Title
AWS re:Invent 2022 - Building resilient networks (NET306)
Summary
- Speakers: Kyle Tedeschi, Principal Solutions Architect, and Scott Morrison, Networking Specialist Solutions Architect at AWS.
- Key Topics: Network resilience on AWS, shared responsibility model, CAP theorem, fault domains, AWS Hyperplane, NAT Gateway, Transit Gateway, Load Balancers (ALB, NLB, Gateway LB), multi-region resilience, inter-region routing, traffic routing options (Route 53, CloudFront, Global Accelerator), hybrid network resilience (Direct Connect, Site-to-Site VPN).
- Resilience Theory: Importance of redundancy, trade-offs in distributed systems (CAP theorem), and cost/complexity considerations for different workload tiers.
- Single Region Resilience: Use of AWS Hyperplane, deployment of NAT Gateways, Transit Gateways, and Load Balancers in each active AZ, and best practices for load balancing and DNS.
- Multi-Region Resilience: Inter-region routing with VPC peering, Transit Gateway peering, and Cloud WAN. Traffic routing options include Route 53, CloudFront, and AWS Global Accelerator.
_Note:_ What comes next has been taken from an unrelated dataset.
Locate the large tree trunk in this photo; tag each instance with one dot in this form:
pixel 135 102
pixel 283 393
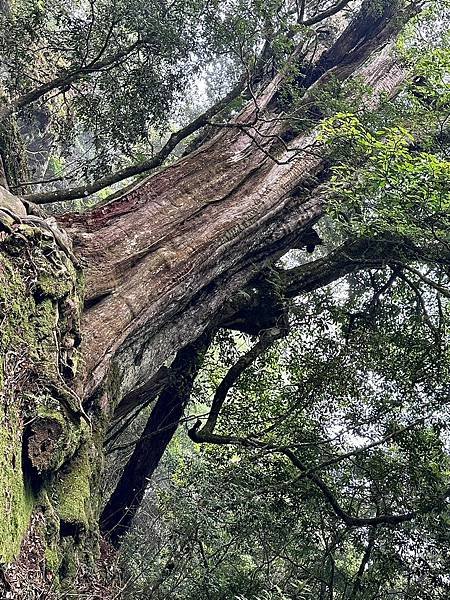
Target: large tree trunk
pixel 156 267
- Hybrid Network Resilience: Direct Connect configurations for high and maximum resilience, use of BFD for quick failover, and the importance of baselining and monitoring network performance.
Insights
- Shared Responsibility Model: AWS ensures the resilience of the underlying infrastructure, while customers are responsible for architecting their applications to leverage AWS's fault isolation zones.
- CAP Theorem: Customers must make trade-offs between consistency, availability, and partition tolerance when designing their systems on AWS.
- Fault Domains: AWS has multiple fault domains, including regions, availability zones, and flows. Understanding these domains is crucial for building resilient networks.
- AWS Hyperplane: A key internal service that supports many AWS networking services, providing fault tolerance and high availability within an AZ.
- Load Balancers: Different types of AWS Load Balancers (ALB, NLB, Gateway LB) have specific resilience characteristics and best practices for deployment.
- Multi-Region Architectures: For applications requiring multi-region deployment, AWS provides several traffic routing options, each with its own resilience features.
- Hybrid Networks: Direct Connect and Site-to-Site VPN are critical for hybrid network resilience, with specific configurations recommended for different resilience levels.
- Monitoring and Baseline: Continuous monitoring and establishing baselines for network performance are essential for troubleshooting and ensuring network resilience.